NARDO' - Il consigliere provinciale del Pdl prova a portare a Bari la discussione sul “Sambiasi”. Niente da dire: ci sta davvero provando con tutti i rischi del caso. La questione nasconde un altro aspetto politico non trascurabile: Frasca sta lanciando contro Marcello Risi una fatwa che cancella, di fatti, due anni di pace evidentemente concordata.

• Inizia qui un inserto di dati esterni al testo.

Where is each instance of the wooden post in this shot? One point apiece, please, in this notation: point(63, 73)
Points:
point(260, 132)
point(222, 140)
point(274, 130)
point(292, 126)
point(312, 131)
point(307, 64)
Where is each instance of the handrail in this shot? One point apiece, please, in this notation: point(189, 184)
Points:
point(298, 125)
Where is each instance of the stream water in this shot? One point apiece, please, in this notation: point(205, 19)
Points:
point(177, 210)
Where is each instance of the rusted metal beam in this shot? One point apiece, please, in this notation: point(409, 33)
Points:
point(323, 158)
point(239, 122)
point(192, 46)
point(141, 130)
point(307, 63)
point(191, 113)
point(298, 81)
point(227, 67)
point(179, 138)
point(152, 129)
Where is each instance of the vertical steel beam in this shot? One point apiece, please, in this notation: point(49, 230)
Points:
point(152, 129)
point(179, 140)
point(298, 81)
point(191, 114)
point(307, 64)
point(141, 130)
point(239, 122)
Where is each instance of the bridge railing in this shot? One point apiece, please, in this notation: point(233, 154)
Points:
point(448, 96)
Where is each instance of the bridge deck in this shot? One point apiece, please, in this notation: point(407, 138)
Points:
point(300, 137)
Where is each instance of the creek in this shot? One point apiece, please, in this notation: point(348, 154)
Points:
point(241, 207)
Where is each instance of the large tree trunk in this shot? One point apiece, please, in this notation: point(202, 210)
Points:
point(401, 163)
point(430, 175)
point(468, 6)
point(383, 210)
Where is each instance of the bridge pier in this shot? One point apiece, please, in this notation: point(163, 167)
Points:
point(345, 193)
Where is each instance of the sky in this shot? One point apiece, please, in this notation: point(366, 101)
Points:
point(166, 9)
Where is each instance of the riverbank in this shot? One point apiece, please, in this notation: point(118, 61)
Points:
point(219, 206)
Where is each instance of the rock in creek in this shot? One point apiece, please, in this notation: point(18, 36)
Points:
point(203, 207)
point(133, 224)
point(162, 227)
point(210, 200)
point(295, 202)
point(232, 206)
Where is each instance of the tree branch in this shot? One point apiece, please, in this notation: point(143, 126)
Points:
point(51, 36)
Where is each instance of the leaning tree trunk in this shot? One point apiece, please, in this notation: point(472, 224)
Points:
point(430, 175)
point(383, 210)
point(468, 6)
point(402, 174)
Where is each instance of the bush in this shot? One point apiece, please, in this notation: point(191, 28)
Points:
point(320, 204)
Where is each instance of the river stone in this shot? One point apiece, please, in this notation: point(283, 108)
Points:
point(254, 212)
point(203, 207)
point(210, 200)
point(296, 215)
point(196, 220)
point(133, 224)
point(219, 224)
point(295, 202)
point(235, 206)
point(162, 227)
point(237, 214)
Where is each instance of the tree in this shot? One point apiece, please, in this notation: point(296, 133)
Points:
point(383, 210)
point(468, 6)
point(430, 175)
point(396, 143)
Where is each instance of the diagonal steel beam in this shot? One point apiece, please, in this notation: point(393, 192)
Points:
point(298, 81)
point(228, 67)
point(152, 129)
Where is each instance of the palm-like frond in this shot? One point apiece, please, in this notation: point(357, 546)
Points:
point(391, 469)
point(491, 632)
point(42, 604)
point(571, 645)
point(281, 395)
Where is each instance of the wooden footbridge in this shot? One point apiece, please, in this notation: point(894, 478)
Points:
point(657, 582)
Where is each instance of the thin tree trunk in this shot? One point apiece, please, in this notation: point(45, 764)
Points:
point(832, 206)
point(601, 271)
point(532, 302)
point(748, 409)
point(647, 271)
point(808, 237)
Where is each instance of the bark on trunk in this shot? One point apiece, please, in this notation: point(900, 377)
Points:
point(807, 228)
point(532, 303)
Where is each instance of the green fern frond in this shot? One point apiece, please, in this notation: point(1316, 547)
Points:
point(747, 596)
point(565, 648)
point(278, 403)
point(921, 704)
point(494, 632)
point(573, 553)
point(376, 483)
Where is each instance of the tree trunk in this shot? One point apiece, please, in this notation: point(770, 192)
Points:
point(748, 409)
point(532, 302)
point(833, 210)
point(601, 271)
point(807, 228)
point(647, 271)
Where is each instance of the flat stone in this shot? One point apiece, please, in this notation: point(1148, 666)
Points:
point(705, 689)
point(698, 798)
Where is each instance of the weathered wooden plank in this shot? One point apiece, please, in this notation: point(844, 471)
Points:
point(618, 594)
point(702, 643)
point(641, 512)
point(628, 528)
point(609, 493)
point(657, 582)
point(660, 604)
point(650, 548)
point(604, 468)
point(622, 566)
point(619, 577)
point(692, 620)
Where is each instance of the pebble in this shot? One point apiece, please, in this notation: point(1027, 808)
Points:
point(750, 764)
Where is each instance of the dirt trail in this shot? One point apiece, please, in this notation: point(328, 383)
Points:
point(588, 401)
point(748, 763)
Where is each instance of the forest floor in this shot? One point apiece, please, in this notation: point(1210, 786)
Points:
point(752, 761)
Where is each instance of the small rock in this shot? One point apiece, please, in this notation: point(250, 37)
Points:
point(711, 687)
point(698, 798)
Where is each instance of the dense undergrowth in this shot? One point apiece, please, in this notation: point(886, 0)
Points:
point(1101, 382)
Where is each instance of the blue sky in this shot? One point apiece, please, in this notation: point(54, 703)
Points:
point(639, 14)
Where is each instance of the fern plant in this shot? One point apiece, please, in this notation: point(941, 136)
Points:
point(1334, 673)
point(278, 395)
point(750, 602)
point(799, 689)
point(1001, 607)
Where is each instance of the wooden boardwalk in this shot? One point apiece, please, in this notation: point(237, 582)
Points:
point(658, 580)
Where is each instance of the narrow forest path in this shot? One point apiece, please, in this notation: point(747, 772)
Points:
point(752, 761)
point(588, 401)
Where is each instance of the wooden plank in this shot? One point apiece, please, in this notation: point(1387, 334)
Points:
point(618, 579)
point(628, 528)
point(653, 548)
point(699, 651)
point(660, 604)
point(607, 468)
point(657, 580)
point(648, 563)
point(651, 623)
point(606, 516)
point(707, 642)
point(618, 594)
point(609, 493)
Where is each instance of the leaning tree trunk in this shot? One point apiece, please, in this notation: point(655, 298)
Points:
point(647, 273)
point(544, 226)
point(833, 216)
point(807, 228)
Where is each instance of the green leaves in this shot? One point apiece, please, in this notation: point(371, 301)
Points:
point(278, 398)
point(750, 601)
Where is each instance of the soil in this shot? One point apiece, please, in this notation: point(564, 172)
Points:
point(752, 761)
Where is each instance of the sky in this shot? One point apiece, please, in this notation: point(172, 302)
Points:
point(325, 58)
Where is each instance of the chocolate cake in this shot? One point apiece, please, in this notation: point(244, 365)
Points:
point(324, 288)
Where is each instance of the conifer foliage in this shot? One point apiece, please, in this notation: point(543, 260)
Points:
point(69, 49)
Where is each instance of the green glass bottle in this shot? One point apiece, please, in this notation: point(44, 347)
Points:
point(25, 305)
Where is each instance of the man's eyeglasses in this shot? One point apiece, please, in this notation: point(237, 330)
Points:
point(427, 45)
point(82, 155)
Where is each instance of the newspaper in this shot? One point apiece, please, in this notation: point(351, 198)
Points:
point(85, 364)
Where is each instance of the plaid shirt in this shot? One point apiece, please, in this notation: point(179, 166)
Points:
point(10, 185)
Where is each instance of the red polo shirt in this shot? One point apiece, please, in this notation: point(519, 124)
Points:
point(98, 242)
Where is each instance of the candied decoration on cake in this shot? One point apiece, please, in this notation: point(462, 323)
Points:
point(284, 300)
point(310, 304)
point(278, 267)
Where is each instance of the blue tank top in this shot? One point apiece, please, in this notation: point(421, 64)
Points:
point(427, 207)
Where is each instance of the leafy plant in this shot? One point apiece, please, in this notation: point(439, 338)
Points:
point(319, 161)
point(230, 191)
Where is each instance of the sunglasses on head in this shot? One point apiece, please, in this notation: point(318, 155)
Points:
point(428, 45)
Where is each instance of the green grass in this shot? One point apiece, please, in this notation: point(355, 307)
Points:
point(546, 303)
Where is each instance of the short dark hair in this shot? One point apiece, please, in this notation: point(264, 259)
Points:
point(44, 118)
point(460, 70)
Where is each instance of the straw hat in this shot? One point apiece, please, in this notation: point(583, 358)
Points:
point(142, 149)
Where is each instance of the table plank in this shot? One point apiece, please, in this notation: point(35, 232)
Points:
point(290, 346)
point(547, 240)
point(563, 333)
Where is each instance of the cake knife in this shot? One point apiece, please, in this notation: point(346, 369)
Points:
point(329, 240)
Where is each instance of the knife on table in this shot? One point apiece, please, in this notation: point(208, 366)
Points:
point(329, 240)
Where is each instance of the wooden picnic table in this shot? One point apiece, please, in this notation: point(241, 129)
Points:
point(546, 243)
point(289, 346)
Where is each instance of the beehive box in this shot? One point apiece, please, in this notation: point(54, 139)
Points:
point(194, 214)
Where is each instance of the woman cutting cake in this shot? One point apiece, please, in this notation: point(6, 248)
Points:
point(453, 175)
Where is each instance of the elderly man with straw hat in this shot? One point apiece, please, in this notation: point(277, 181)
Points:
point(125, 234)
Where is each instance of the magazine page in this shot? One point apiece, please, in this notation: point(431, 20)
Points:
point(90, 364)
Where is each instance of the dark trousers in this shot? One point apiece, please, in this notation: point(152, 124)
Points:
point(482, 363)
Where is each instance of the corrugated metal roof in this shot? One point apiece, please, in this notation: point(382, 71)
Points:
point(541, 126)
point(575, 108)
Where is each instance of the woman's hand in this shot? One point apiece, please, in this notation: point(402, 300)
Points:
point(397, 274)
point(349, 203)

Il consigliere provinciale del Pdl Mino Frasca non demorde sull’ospedale di Nardò e chiede che il Consiglio regionale, in seduta monotematica, discuta del protocollo tra Regione Puglia e Comune di Nardò sulla riconversione del “Sambiasi” in struttura territoriale ospitante un poliambulatorio di terzo livello.
“Invito i consiglieri regionali eletti nel Salento - è l’iniziativa di Frasca - a formalizzare una richiesta di un Consiglio monotematico che affronti la questione del protocollo d’intesa tra Regione Puglia e Comune di Nardò sulla riconversione dell’ospedale neretino. E’ evidente che la destinazione scelta per il Sambiasi è inaccettabile, sia per le potenzialità della struttura, sia per il fatto di sguarnire clamorosamente il fabbisogno sanitario di una fetta significativa della popolazione salentina.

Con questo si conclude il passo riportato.